Great hints and helps, Peter. Thanks for spending the day with us!
Thanks for all the kind comments. I think I wrote that essay as much as a reminder to myself as to anyone else.
Thanks again to all of you. This was great fun!
The best from the best! And a real kick to see Peter’s blood-churin’ yarns bustin’ full bore onto the digital plains. Good pickens at Amazon, gang!
Loved your post. Thanks for the reminder about details. Loved what you described with the saloon and the missing door, etc. Makes me want to rewrite everything I’ve written and make it better. This is the kind of post that makes me excited to write. 🙂
Hi Pete what sterling advice. I see what you mean about the saloon, you painted a far better picture in the end. And its kind of like that isnt it? Like a painter. It’s all in the detail? Like you say you want your saloon to stand out in the readers mind;for them to get a clearer picture of what your describing.
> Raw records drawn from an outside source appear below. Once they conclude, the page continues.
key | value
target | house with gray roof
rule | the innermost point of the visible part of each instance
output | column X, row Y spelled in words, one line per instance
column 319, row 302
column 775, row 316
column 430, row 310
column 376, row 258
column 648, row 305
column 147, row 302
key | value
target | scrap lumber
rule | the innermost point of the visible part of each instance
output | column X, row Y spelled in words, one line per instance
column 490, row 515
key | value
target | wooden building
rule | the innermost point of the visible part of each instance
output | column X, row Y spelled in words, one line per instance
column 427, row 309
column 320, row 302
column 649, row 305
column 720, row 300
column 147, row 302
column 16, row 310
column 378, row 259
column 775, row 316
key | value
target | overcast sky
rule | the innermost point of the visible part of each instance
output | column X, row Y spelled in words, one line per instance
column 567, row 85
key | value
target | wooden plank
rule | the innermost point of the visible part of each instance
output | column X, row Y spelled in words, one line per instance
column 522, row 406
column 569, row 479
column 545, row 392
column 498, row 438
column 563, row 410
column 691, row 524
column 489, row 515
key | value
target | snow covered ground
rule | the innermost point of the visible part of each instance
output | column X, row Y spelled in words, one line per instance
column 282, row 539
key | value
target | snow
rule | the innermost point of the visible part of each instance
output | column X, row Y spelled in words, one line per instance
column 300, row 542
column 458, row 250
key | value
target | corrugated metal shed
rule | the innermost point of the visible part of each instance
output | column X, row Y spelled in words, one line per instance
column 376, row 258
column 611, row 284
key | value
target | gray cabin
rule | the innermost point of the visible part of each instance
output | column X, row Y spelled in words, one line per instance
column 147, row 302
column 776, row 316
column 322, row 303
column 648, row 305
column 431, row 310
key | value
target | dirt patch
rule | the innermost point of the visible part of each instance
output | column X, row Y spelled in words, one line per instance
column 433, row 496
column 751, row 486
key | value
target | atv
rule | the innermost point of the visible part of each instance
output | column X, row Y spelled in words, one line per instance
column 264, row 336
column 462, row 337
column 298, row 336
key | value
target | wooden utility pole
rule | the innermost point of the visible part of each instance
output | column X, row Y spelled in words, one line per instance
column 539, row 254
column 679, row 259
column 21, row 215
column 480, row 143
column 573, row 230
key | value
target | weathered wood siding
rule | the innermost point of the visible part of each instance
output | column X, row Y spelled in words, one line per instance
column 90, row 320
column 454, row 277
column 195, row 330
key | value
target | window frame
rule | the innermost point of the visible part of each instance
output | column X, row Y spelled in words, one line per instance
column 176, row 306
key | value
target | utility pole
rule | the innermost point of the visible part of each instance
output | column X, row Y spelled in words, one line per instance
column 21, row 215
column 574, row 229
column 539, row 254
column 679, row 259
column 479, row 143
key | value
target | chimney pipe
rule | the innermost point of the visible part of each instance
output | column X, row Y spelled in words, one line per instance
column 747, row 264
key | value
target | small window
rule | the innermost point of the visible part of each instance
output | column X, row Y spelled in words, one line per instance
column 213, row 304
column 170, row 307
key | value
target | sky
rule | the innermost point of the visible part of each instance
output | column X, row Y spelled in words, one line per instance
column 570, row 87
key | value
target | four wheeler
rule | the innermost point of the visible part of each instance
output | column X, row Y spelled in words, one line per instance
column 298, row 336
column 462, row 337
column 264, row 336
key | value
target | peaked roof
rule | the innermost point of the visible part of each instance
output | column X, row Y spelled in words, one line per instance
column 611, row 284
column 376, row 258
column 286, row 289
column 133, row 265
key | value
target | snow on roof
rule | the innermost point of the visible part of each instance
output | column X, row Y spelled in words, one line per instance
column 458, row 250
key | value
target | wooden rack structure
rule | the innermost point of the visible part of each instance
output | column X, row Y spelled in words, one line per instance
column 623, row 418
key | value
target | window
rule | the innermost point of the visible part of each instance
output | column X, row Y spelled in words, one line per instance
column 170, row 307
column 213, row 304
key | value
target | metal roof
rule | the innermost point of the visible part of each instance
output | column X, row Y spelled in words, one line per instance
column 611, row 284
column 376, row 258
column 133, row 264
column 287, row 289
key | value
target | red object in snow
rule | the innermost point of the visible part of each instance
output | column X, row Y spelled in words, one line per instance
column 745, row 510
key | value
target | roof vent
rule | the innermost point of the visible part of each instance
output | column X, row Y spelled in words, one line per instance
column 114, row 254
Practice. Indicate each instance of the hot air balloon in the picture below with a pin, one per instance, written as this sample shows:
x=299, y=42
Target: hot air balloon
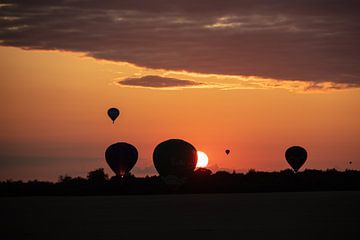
x=113, y=113
x=175, y=157
x=121, y=157
x=296, y=157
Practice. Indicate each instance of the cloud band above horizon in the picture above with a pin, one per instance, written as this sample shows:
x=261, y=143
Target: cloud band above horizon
x=315, y=41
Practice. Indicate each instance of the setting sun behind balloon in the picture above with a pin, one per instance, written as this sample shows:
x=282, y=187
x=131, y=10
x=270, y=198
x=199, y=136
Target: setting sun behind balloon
x=202, y=159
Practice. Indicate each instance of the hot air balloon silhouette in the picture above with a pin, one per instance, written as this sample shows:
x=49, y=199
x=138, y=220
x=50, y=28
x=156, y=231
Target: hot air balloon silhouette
x=121, y=157
x=175, y=157
x=296, y=157
x=113, y=113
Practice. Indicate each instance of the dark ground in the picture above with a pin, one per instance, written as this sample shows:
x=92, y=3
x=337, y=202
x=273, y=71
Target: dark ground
x=301, y=215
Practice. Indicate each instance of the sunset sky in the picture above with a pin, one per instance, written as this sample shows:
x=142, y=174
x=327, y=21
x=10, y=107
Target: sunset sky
x=249, y=76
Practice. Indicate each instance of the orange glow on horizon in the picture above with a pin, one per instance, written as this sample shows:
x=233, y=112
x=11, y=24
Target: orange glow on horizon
x=203, y=159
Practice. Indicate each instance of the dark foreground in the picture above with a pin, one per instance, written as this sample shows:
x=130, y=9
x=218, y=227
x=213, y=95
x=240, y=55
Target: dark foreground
x=301, y=215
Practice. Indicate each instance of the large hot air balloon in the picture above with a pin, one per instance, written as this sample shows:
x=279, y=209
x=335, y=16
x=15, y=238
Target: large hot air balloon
x=121, y=157
x=175, y=157
x=296, y=157
x=113, y=113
As for reading out loud. I laughed at that because, I’ve done just that and you’re so right it works. Like you say if it flows it works and its so much easier to hear it flow when you say it out loud. Thanks Peter for the advice once again. It’s much appreciated and its something I will endeavor to apply when I am practising my writing.
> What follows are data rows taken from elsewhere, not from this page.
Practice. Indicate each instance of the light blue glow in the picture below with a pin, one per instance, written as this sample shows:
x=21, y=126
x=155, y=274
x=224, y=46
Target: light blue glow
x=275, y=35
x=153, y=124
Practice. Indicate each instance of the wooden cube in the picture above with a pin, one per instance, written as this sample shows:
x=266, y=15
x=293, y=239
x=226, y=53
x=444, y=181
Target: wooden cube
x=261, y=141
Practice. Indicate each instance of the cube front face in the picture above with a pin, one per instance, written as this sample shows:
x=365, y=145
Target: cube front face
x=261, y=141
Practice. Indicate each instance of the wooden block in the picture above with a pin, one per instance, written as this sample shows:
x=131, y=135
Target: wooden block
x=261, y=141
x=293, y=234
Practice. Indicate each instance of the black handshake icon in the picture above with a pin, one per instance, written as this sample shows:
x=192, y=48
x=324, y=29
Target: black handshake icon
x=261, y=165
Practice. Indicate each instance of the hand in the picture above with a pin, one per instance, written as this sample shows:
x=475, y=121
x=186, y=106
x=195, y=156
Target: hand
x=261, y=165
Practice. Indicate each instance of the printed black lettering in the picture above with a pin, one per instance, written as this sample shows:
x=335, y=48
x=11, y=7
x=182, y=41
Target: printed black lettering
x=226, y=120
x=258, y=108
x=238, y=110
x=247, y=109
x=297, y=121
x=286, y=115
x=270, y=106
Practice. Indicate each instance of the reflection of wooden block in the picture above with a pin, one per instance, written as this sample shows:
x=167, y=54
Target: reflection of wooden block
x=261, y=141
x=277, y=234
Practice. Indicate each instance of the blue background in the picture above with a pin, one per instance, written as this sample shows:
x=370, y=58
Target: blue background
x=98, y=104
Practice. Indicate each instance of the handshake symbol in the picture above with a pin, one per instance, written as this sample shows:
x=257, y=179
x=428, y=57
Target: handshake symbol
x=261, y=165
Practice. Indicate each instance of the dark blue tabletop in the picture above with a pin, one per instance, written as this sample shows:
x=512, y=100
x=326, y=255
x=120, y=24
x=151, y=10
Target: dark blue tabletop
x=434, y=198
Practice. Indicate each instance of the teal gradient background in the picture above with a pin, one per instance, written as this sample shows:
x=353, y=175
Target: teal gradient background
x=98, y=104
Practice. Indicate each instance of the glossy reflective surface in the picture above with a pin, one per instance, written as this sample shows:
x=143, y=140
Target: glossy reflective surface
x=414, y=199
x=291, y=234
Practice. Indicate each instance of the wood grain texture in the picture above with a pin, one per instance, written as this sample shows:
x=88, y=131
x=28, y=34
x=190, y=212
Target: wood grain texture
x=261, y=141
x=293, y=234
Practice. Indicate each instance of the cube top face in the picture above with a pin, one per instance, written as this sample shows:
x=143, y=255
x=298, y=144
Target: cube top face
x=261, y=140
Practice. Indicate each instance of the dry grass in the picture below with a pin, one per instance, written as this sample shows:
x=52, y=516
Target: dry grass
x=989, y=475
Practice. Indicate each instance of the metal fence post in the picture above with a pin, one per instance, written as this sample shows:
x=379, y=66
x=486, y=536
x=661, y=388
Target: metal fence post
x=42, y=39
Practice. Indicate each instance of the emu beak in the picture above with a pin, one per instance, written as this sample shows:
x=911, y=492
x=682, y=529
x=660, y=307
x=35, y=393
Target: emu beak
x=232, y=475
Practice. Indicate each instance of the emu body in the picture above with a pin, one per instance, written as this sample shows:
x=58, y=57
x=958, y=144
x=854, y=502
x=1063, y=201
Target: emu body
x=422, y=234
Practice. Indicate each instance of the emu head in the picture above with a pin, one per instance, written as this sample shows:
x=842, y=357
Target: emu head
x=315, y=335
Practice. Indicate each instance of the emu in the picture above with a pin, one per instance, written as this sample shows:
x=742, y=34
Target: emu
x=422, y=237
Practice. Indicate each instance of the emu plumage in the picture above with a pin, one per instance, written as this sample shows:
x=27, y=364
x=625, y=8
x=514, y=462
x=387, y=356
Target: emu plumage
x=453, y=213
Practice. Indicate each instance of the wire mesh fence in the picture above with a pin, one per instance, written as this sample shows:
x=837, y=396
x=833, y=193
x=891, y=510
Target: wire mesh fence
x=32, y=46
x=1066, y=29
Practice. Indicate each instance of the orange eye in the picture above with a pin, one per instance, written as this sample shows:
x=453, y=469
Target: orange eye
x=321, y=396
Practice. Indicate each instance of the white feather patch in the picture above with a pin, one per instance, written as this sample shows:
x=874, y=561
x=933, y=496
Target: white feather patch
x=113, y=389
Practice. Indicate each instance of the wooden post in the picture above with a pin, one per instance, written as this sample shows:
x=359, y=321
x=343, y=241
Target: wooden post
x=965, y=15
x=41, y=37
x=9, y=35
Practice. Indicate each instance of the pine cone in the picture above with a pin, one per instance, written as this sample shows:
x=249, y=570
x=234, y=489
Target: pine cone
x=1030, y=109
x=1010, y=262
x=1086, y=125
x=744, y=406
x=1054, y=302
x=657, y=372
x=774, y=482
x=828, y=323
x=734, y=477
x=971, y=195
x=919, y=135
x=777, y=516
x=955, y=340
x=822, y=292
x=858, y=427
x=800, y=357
I love to write and really get a buz when something I write flows. One day I would like to publish. I dont know if it will ever happen and right now I dont care, I’m just having fun with other forums but who knows. If it happens advice like this is very valuable and like I said appreciated….thanks Pete, Heather
Totally agree about vivid imagery — it’s a fine edge of using those details without overloading a paragraph. Great post, Pete! Thanks, P&P ladies!
Your words are brilliant, but I am sure you already know that. Thanks for the reminder. I love it when you can take something offtrack and catch the reader off guard. I used to love doing it to my children and it is fun.
Bravo. What better advice than to show us rather than tell us. On editing my latest novel, I’m going to hear hour words drumming in my ears like the heartbeat of my character who just won’t move out of that saddle and “do something relevant and unexpected.”
Thanks for passing on the sort of advice that keeps all of us going.
Dang! If them words won’t knock you right outta your saddle well before you reach that low-hangin’ limb, well, hell, you just ain’t payin’ attention. Thanks for the forty-five caliber advice from one of the best writers around.